2. When Kitty tells Anne that she has signed up to go to the South Pacific, Anne decides suddenly to go with her. She says, “I needed to go to the South Pacific with Kitty. Why, exactly? The answer was still hazy.” Why do you think Anne felt so compelled to accompany Kitty? Out of friendship? Or reluctance to go ahead with her own wedding? Or do you believe fate had some hand in drawing her to the island?

3. What do you make of Kitty’s fainting episode at the beginning of the novel? Do you think it was staged, like Stella suggested? What were your first impressions of Kitty?

4. When Westry and Anne first meet, he says to her that “the tropics bring out the savage in all of us...this place has a way of revealing the truth about people, uncovering the layers we carry and exposing our real selves.” Did you find that to be true? In what ways?

5. At the beginning of the novel, Anne is jealous of Kitty’s ability to live in the moment—she initially finds herself unable to do so. How does that change after she falls in love with Westry? What do you think the ability to live in the moment implies about the character of a person? How does it influence Kitty’s actions? Anne’s?

6. What techniques does the author use to evoke the time period of the novel? The story takes place mainly in the past, but the very beginning and end are set in the present day. What does this framing lend to the novel? How does it color your reading of the part of the story set in the 1940s?

7. Does Anne believe what Tita tells her about the bungalow—that those who set foot there are destined to face a lifetime of heartache? Do you? Does Anne live a life of heartache? Does Westry? Or is there more to it than that?

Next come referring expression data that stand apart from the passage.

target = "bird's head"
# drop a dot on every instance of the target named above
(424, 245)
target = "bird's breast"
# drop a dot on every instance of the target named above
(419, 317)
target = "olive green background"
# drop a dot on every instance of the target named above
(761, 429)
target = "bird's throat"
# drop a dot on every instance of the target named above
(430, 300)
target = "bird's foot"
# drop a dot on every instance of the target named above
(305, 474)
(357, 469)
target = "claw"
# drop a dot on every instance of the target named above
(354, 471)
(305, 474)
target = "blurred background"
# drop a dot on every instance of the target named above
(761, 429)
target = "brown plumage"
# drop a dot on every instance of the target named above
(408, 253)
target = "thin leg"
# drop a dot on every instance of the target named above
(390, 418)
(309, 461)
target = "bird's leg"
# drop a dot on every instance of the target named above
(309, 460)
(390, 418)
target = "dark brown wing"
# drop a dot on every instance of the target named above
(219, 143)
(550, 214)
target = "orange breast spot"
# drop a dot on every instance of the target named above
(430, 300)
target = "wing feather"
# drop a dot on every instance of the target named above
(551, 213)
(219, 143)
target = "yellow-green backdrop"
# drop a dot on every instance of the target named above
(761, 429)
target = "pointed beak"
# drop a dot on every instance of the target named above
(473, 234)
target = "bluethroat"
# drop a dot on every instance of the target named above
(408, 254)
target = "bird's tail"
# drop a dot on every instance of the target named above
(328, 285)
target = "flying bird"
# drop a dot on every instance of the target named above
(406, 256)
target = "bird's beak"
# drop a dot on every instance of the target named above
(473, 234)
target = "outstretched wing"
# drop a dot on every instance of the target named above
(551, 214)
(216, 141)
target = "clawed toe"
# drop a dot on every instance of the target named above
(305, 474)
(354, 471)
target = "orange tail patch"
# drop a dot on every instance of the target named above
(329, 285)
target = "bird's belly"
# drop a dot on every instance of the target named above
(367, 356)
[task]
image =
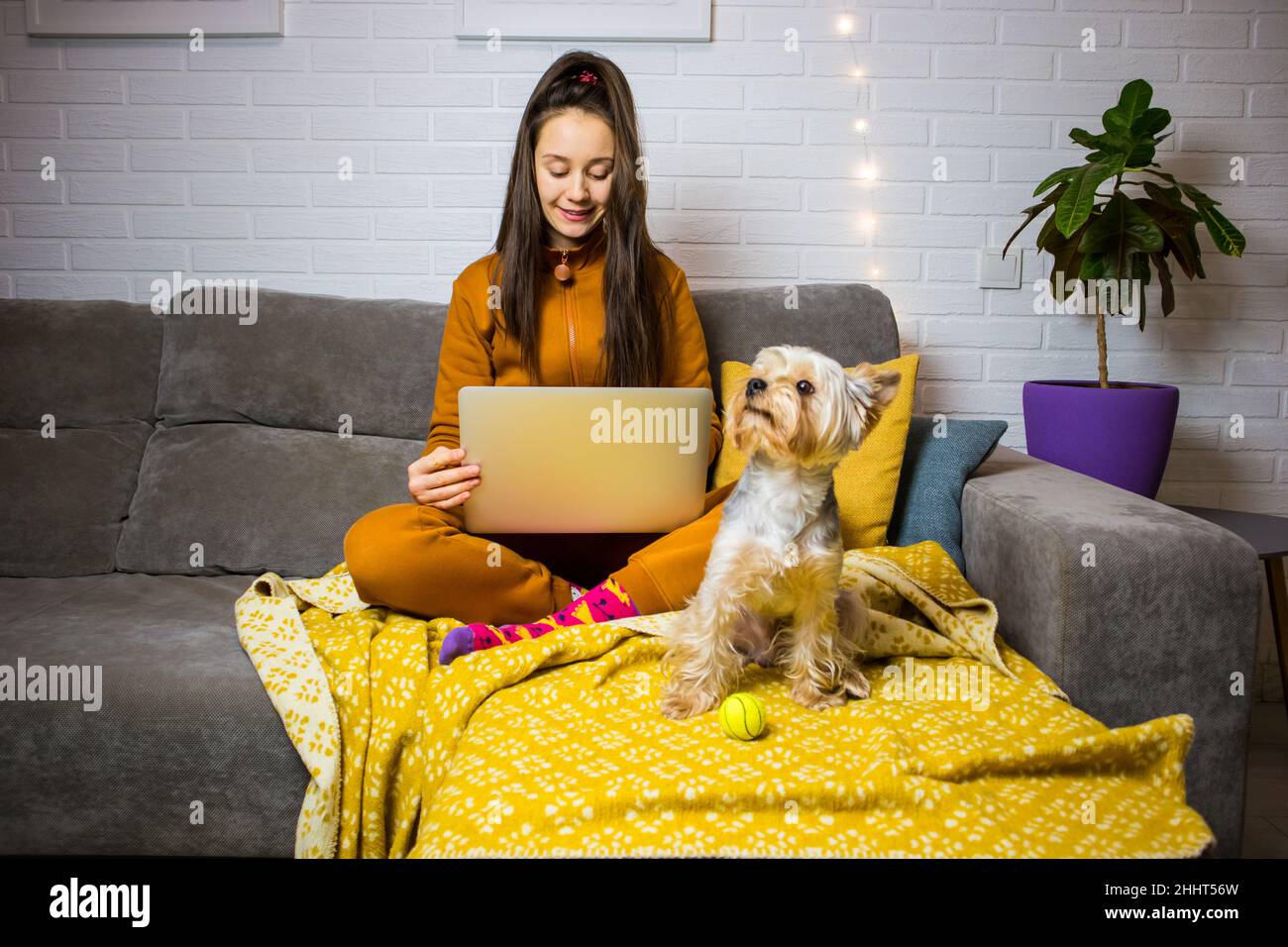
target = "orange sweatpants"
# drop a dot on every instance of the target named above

8. How does Kitty change after she gives up Adella? Why do you think it is that she doesn’t seem to want to be friends with Anne anymore? When she explains the reasons behind her actions at the very end of the novel, did you sympathize with her?

9. Consider the female friendships in the novel. How do Stella, Anne, Liz, Mary and Kitty all support one another? In what ways do they fail one another? Were you surprised by Mary’s death? Do you think anything could have been done to prevent it?

10. Were you surprised by Westry’s behavior after Atea’s murder? Why did you initially think he acted the way he did? Were you surprised when the truth was finally revealed?

11. When Anne visits her mother in New York, her mother tells her, “When you marry, make sure he loves you, really loves you.” Anne is sure that Gerard loves her when she marries him—but does Anne love Gerard then? Why do you think she marries him? Because she loves him, or because of what she assumes was going on between Kitty and Westry? Imagine yourself in a similar position—what would you do?

12. Art plays a powerful role in this book. Why do you think Westry, Anne, and Jennifer are all so drawn to specific works of art? Have you ever experienced anything like this in your own life?

13. What were your impressions of the end of the novel? Was it the fact that justice had finally been carried out that allowed Westry and Anne to reunite? Or was it simply fate? Ultimately, did you believe in the curse?